We went through the graveyard cautiously, moving from tombstone to tombstone. When we were almost at the rear entrance of the church, a couple of paratroopers appeared on the street side of the far wall. We dropped down behind a rather nice Victorian mausoleum and waited in the steady rain, a grey angel leaning over us protectively.

Binnie said, ‘Sure and there’s nothing better than a nice cemetery. Have you ever seen your uncle’s grave at Stradballa, Major?’

‘Not since I was a boy. There was just a plain wooden cross as I remember.’

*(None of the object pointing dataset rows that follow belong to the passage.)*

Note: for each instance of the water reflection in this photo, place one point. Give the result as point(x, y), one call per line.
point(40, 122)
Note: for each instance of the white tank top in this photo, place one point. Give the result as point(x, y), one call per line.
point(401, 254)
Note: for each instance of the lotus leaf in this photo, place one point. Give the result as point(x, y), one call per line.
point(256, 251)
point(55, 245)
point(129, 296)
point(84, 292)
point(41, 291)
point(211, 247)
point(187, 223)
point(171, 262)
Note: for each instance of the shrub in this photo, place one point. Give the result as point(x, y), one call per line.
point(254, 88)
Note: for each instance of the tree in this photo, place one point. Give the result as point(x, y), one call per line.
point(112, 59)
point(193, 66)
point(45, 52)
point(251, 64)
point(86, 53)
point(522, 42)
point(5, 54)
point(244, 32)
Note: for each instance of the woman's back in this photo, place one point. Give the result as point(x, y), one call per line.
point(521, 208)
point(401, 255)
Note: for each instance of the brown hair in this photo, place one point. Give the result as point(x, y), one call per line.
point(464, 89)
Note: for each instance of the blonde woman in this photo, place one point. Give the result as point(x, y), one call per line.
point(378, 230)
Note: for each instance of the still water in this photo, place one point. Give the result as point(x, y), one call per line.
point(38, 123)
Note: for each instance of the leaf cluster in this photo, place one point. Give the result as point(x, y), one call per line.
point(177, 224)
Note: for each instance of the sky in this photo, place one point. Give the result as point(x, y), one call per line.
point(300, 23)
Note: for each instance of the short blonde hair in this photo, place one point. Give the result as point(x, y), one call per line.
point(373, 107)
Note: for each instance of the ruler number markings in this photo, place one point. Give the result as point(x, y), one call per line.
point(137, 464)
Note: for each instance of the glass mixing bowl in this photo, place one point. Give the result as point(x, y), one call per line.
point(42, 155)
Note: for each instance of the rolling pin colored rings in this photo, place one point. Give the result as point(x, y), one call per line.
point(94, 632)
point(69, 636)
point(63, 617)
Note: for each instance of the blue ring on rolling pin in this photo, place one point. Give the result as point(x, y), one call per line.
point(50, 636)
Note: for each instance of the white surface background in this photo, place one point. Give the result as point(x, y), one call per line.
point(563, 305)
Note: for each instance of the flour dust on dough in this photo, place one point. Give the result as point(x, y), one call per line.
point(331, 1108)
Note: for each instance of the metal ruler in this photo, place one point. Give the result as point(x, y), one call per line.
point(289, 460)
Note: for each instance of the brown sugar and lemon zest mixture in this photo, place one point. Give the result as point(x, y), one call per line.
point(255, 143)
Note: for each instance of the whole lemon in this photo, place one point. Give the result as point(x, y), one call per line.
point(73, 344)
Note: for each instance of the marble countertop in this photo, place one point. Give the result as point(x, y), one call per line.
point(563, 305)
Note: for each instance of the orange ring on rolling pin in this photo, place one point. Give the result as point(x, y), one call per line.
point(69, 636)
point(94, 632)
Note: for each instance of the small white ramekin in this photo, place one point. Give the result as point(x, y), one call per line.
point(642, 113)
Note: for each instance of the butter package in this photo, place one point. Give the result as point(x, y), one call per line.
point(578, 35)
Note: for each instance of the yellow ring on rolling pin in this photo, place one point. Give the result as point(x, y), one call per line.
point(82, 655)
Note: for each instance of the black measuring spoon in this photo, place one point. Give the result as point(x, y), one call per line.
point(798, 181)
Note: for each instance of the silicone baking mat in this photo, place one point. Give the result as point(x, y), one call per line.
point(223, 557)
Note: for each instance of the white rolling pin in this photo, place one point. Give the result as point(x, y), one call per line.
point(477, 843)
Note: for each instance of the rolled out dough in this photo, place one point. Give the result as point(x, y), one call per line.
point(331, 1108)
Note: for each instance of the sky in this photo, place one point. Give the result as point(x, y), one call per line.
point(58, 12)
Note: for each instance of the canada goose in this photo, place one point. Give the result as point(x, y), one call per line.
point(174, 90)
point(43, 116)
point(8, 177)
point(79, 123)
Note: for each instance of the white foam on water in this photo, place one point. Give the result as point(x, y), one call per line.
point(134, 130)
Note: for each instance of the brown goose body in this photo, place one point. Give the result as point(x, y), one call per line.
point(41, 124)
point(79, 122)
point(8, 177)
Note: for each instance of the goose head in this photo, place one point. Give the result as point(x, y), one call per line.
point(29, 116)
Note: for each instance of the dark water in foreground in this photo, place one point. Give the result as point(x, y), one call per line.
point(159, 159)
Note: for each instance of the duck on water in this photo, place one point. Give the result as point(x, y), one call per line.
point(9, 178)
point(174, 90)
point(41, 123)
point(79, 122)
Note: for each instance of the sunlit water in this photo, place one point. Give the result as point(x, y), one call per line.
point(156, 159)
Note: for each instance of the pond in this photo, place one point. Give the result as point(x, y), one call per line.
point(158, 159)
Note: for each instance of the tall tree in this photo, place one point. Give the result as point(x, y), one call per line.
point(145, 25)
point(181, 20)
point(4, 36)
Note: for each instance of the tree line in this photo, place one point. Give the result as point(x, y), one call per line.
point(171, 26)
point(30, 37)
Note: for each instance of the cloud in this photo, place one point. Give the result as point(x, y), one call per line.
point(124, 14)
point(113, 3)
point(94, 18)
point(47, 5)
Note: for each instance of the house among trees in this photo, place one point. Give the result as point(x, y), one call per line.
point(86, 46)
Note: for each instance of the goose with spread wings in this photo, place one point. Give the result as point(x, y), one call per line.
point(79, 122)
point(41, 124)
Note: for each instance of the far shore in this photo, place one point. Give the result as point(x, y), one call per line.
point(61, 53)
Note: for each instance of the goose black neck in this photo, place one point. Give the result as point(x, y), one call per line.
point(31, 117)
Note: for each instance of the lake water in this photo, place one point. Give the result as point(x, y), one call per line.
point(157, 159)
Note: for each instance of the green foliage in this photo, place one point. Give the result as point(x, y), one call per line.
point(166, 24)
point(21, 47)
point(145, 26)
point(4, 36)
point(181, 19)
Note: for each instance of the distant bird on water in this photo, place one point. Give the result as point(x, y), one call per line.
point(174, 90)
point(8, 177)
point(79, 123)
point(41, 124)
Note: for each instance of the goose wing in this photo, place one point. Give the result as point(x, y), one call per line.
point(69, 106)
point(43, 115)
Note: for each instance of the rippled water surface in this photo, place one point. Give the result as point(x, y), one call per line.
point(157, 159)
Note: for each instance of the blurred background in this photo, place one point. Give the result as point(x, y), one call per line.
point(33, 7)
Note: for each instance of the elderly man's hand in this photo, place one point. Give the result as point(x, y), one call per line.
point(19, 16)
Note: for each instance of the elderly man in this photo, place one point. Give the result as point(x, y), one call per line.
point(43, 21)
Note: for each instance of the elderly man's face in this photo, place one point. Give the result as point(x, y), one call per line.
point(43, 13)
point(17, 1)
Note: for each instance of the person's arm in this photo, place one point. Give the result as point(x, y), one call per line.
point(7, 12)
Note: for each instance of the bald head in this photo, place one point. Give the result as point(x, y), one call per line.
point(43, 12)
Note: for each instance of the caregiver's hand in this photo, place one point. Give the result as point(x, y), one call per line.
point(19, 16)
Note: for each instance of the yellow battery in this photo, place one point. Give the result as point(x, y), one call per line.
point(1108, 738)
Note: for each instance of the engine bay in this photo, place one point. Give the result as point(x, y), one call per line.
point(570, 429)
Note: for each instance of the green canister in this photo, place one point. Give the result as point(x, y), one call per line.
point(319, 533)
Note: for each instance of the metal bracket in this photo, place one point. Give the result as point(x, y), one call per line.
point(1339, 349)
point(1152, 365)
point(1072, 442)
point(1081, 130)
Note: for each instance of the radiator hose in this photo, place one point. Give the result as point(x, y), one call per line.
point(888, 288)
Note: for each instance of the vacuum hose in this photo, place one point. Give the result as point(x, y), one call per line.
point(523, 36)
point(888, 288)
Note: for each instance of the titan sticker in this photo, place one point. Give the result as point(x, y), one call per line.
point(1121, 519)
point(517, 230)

‘Not now.’ He shook his head. “They bought a stone by public subscription about ten years ago. White marble. It says: Michael Fitzgerald, Soldier of the Irish Republican Army. He died for Ireland. By God, but that would suit me.’

‘A somewhat limited ambition I would have thought.’ He stared at me blankly, so I pulled him to his feet, the soldiers having moved elsewhere. ‘Come on, let’s get out of this. I’m soaked to the bloody skin.’

A moment kter we were into the shelter of the back porch. He opened the massive oak door, motioning me to silence, and led the way in.

It was very quiet, winking candles and incense heavy on the cold morning air, and down by the altar the Virgin seemed to float out of darkness, a slight fixed smile on her delicate face.

Half a dozen people waited by a couple of confessional boxes. Someone turned and looked at us blankly, an old woman with a scarf bound round her head, peasant-fashion. Binnie put a finger to his lips as, one by one, the others sitting there turned to look at us. Beyond the great door at the far end a voice shouted an order, steps approached outside.